The first question is whether or not to ‘bank’ the relief by passing qualifying assets to the next generation now with the benefit of the relief rather than waiting until the donor’s death or some future date with the risk that BPR may not be available. Banking BPR can be relatively straightforward to achieve by a straightforward gift, although care must be taken to ensure that there is no reservation of benefit by the donor. If, as is often the case, the donor is happy to no longer benefit from the property gifted but wishes to retain control, trusts can provide an effective solution. The commercial difficulty here lies not so much in preserving BPR, but in weighing up this advantage against others. For example, a gift now may not give rise to an immediate CGT charge if the gain is held over. Instead when the recipient sells the assets, subject to the availability of other reliefs, they will pay CGT on the increase in value from when the donor acquired the asset and not just the increase in value whilst they owned it. However, if the asset passes to the recipient on death, its value is uplifted to market value, and therefore all of the taxable gain up to the point of death is wiped out and the asset can be sold CGT free, if sold shortly thereafter. In the same way, there are implications for other tax planning that need to be considered – the availability of Business Asset Disposal Relief, the efficient extraction of cash from a company etc. On the other hand delaying the gift may mean equally severe constraints in preserving the BPR – avoiding investments, monitoring surplus cash and controlling its use, avoiding contracts for sale hidden in shareholders agreements, merging or demerging businesses etc.

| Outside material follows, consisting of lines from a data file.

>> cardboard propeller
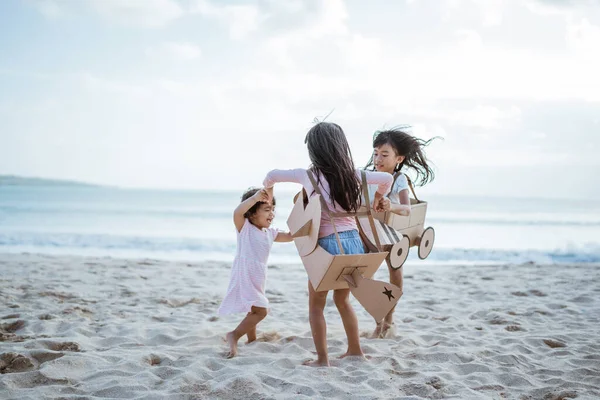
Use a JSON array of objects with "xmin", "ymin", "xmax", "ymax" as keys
[{"xmin": 286, "ymin": 171, "xmax": 403, "ymax": 322}]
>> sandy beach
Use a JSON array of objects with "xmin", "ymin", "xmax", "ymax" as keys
[{"xmin": 1, "ymin": 252, "xmax": 599, "ymax": 399}]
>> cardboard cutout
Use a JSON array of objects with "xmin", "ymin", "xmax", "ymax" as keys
[
  {"xmin": 357, "ymin": 174, "xmax": 435, "ymax": 270},
  {"xmin": 286, "ymin": 171, "xmax": 403, "ymax": 322}
]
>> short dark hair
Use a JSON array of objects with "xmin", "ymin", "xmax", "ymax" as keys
[{"xmin": 241, "ymin": 187, "xmax": 276, "ymax": 218}]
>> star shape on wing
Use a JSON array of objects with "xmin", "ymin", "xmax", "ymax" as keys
[{"xmin": 383, "ymin": 287, "xmax": 395, "ymax": 301}]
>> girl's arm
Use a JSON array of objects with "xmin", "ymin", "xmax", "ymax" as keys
[
  {"xmin": 274, "ymin": 231, "xmax": 293, "ymax": 242},
  {"xmin": 263, "ymin": 169, "xmax": 309, "ymax": 188},
  {"xmin": 364, "ymin": 170, "xmax": 393, "ymax": 211},
  {"xmin": 363, "ymin": 170, "xmax": 393, "ymax": 196},
  {"xmin": 233, "ymin": 189, "xmax": 269, "ymax": 232},
  {"xmin": 389, "ymin": 189, "xmax": 411, "ymax": 216}
]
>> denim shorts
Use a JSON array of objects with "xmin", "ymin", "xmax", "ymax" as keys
[{"xmin": 318, "ymin": 230, "xmax": 365, "ymax": 255}]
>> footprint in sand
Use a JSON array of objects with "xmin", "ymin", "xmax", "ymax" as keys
[
  {"xmin": 488, "ymin": 316, "xmax": 509, "ymax": 325},
  {"xmin": 505, "ymin": 325, "xmax": 523, "ymax": 332},
  {"xmin": 543, "ymin": 339, "xmax": 567, "ymax": 348},
  {"xmin": 1, "ymin": 319, "xmax": 25, "ymax": 333},
  {"xmin": 0, "ymin": 353, "xmax": 35, "ymax": 373},
  {"xmin": 511, "ymin": 291, "xmax": 529, "ymax": 297},
  {"xmin": 29, "ymin": 350, "xmax": 65, "ymax": 364},
  {"xmin": 40, "ymin": 341, "xmax": 81, "ymax": 352},
  {"xmin": 144, "ymin": 354, "xmax": 162, "ymax": 366},
  {"xmin": 62, "ymin": 307, "xmax": 93, "ymax": 318},
  {"xmin": 426, "ymin": 376, "xmax": 444, "ymax": 390},
  {"xmin": 1, "ymin": 314, "xmax": 20, "ymax": 319},
  {"xmin": 529, "ymin": 289, "xmax": 547, "ymax": 297}
]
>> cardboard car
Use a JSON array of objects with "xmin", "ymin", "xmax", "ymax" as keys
[{"xmin": 358, "ymin": 175, "xmax": 435, "ymax": 270}]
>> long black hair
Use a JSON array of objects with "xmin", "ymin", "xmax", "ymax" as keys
[
  {"xmin": 365, "ymin": 127, "xmax": 439, "ymax": 186},
  {"xmin": 305, "ymin": 122, "xmax": 361, "ymax": 212}
]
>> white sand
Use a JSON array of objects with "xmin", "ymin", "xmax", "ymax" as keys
[{"xmin": 1, "ymin": 253, "xmax": 599, "ymax": 399}]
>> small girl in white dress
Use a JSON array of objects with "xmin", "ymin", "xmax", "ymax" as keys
[{"xmin": 218, "ymin": 187, "xmax": 292, "ymax": 358}]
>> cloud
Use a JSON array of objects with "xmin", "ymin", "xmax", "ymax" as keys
[
  {"xmin": 89, "ymin": 0, "xmax": 184, "ymax": 27},
  {"xmin": 146, "ymin": 41, "xmax": 202, "ymax": 61},
  {"xmin": 190, "ymin": 0, "xmax": 262, "ymax": 39},
  {"xmin": 566, "ymin": 17, "xmax": 600, "ymax": 56},
  {"xmin": 29, "ymin": 0, "xmax": 185, "ymax": 27},
  {"xmin": 77, "ymin": 72, "xmax": 151, "ymax": 98},
  {"xmin": 29, "ymin": 0, "xmax": 66, "ymax": 19}
]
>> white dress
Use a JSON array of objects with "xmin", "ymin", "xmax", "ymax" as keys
[{"xmin": 218, "ymin": 219, "xmax": 279, "ymax": 315}]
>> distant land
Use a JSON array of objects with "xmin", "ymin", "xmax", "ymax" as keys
[{"xmin": 0, "ymin": 175, "xmax": 100, "ymax": 187}]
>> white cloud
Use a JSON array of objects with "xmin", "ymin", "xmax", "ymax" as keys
[
  {"xmin": 8, "ymin": 0, "xmax": 600, "ymax": 197},
  {"xmin": 455, "ymin": 29, "xmax": 483, "ymax": 51},
  {"xmin": 92, "ymin": 0, "xmax": 184, "ymax": 27},
  {"xmin": 29, "ymin": 0, "xmax": 66, "ymax": 19},
  {"xmin": 29, "ymin": 0, "xmax": 185, "ymax": 27},
  {"xmin": 566, "ymin": 17, "xmax": 600, "ymax": 56},
  {"xmin": 146, "ymin": 41, "xmax": 202, "ymax": 61},
  {"xmin": 77, "ymin": 72, "xmax": 151, "ymax": 98},
  {"xmin": 191, "ymin": 0, "xmax": 262, "ymax": 39}
]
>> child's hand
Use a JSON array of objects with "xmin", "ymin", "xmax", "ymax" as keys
[
  {"xmin": 253, "ymin": 189, "xmax": 270, "ymax": 203},
  {"xmin": 373, "ymin": 192, "xmax": 387, "ymax": 212},
  {"xmin": 377, "ymin": 197, "xmax": 391, "ymax": 212},
  {"xmin": 264, "ymin": 187, "xmax": 274, "ymax": 202}
]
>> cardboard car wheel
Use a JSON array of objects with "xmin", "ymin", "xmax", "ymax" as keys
[
  {"xmin": 388, "ymin": 235, "xmax": 410, "ymax": 270},
  {"xmin": 418, "ymin": 227, "xmax": 435, "ymax": 259}
]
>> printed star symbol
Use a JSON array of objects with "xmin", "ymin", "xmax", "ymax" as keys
[{"xmin": 383, "ymin": 287, "xmax": 395, "ymax": 301}]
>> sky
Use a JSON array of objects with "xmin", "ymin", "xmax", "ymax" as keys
[{"xmin": 1, "ymin": 0, "xmax": 599, "ymax": 199}]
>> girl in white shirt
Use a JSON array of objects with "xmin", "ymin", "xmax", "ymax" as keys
[{"xmin": 365, "ymin": 127, "xmax": 439, "ymax": 338}]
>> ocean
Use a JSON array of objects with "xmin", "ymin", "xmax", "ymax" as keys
[{"xmin": 1, "ymin": 185, "xmax": 600, "ymax": 265}]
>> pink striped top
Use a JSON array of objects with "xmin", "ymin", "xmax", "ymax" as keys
[{"xmin": 263, "ymin": 168, "xmax": 392, "ymax": 238}]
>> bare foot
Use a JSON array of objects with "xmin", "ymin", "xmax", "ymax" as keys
[
  {"xmin": 246, "ymin": 337, "xmax": 256, "ymax": 345},
  {"xmin": 338, "ymin": 351, "xmax": 366, "ymax": 360},
  {"xmin": 226, "ymin": 332, "xmax": 238, "ymax": 359},
  {"xmin": 302, "ymin": 358, "xmax": 330, "ymax": 367},
  {"xmin": 380, "ymin": 321, "xmax": 396, "ymax": 338},
  {"xmin": 371, "ymin": 322, "xmax": 383, "ymax": 339}
]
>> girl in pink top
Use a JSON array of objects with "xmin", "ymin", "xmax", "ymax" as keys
[
  {"xmin": 219, "ymin": 188, "xmax": 292, "ymax": 358},
  {"xmin": 263, "ymin": 122, "xmax": 392, "ymax": 367}
]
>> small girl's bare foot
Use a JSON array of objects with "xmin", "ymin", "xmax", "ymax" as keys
[
  {"xmin": 371, "ymin": 322, "xmax": 383, "ymax": 338},
  {"xmin": 380, "ymin": 321, "xmax": 396, "ymax": 338},
  {"xmin": 302, "ymin": 358, "xmax": 330, "ymax": 367},
  {"xmin": 226, "ymin": 332, "xmax": 238, "ymax": 358}
]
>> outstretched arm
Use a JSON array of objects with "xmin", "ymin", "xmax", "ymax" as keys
[
  {"xmin": 233, "ymin": 189, "xmax": 269, "ymax": 232},
  {"xmin": 274, "ymin": 231, "xmax": 293, "ymax": 242}
]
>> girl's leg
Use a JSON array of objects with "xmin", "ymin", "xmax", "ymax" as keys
[
  {"xmin": 304, "ymin": 280, "xmax": 329, "ymax": 367},
  {"xmin": 333, "ymin": 288, "xmax": 364, "ymax": 358},
  {"xmin": 246, "ymin": 325, "xmax": 257, "ymax": 344},
  {"xmin": 226, "ymin": 306, "xmax": 267, "ymax": 358},
  {"xmin": 380, "ymin": 266, "xmax": 403, "ymax": 336}
]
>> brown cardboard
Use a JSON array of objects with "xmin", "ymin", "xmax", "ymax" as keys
[
  {"xmin": 357, "ymin": 192, "xmax": 435, "ymax": 268},
  {"xmin": 286, "ymin": 179, "xmax": 403, "ymax": 322}
]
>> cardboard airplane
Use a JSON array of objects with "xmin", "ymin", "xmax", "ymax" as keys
[{"xmin": 286, "ymin": 171, "xmax": 403, "ymax": 322}]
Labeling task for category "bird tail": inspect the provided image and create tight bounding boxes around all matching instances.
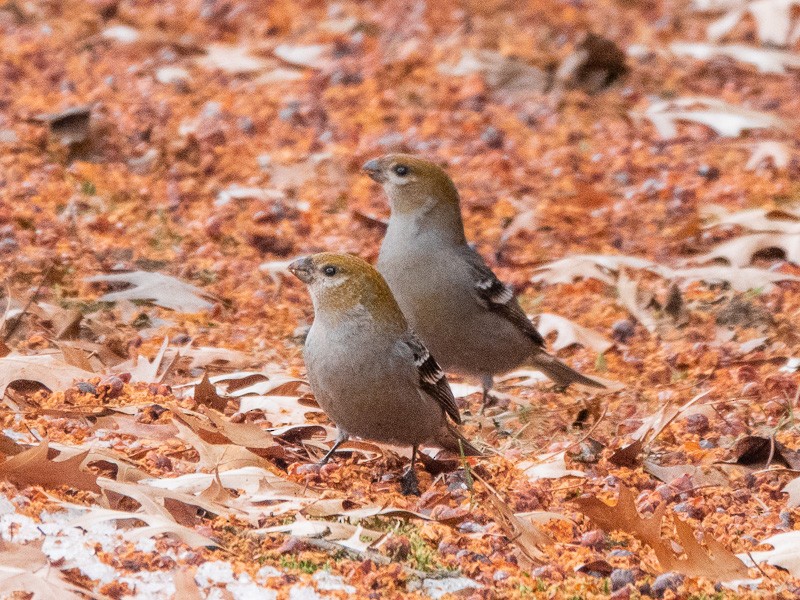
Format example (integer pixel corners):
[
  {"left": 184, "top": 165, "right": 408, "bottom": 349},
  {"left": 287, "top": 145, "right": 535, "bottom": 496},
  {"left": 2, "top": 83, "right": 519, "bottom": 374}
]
[
  {"left": 439, "top": 425, "right": 482, "bottom": 456},
  {"left": 529, "top": 352, "right": 606, "bottom": 389}
]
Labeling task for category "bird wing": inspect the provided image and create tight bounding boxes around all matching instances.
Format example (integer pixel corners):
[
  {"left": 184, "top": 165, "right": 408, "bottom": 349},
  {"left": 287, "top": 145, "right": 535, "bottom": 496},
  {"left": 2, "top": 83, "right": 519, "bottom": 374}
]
[
  {"left": 465, "top": 247, "right": 546, "bottom": 348},
  {"left": 402, "top": 331, "right": 461, "bottom": 425}
]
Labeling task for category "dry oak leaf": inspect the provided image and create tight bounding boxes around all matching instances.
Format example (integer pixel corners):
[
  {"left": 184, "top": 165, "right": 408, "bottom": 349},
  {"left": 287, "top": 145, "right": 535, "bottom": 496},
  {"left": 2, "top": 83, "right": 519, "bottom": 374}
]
[
  {"left": 471, "top": 471, "right": 552, "bottom": 568},
  {"left": 0, "top": 353, "right": 94, "bottom": 397},
  {"left": 574, "top": 485, "right": 749, "bottom": 581},
  {"left": 533, "top": 313, "right": 614, "bottom": 353},
  {"left": 670, "top": 42, "right": 800, "bottom": 74},
  {"left": 702, "top": 204, "right": 800, "bottom": 233},
  {"left": 696, "top": 232, "right": 800, "bottom": 267},
  {"left": 0, "top": 439, "right": 100, "bottom": 493},
  {"left": 0, "top": 540, "right": 94, "bottom": 600},
  {"left": 741, "top": 531, "right": 800, "bottom": 577},
  {"left": 85, "top": 271, "right": 214, "bottom": 312},
  {"left": 633, "top": 97, "right": 787, "bottom": 138},
  {"left": 706, "top": 0, "right": 800, "bottom": 46},
  {"left": 68, "top": 503, "right": 218, "bottom": 548}
]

This brings me to my second question: whether or not to envelope investment property within a trading company or group. Any business that consists of “wholly or mainly” dealing in securities, stocks, and shares; or dealing in land and buildings will not qualify as a relevant business for BPR purposes. Conversely a company whose business consists of less than 50% of those activities may qualify. The test is a binary pass-or-fail, where failing means no BPR, and passing can mean full BPR. Businesses that deal with matters such as rental properties and land-intensive businesses such as car parks or bed and breakfasts should therefore be considered very carefully. However, assuming the 50% test can be met, the total value qualifies for relief with the exception of any assets not used for the purposes of the business. Here the test for excepted assets is concerned with the business (not the trade) of the company or group. For example if 49% of the business is the operating of a property rental business, that property investment portfolio might qualify for relief even though if held separately from the trading activity it would not. So do you seek certainty and remove or separate all assets that are not clearly used for the trade and thus secure relief on part or do you amalgamate the trading and investment businesses with the inherent risk of losing BPR on the whole but the possibility of extending the relief beyond the trade. The structuring of corporate groups and the location of properties used by the group for its trade or held as investments can therefore be critical in determining whether or not there is a qualifying business. Thorough review, formidable record keeping and ongoing advice are required for success.

In short, it is easy when successive Budgets make no changes to put off answering these questions. Nevertheless this relief has never been so advantageous and there are an increasing number who argue that this is unfair and unsustainable. Whatever your view, the key point now is to weigh up the options and either take full advantage of the relief while you can, or structure for the maximum advantage in the future while minimising risk of forfeiting this important relief.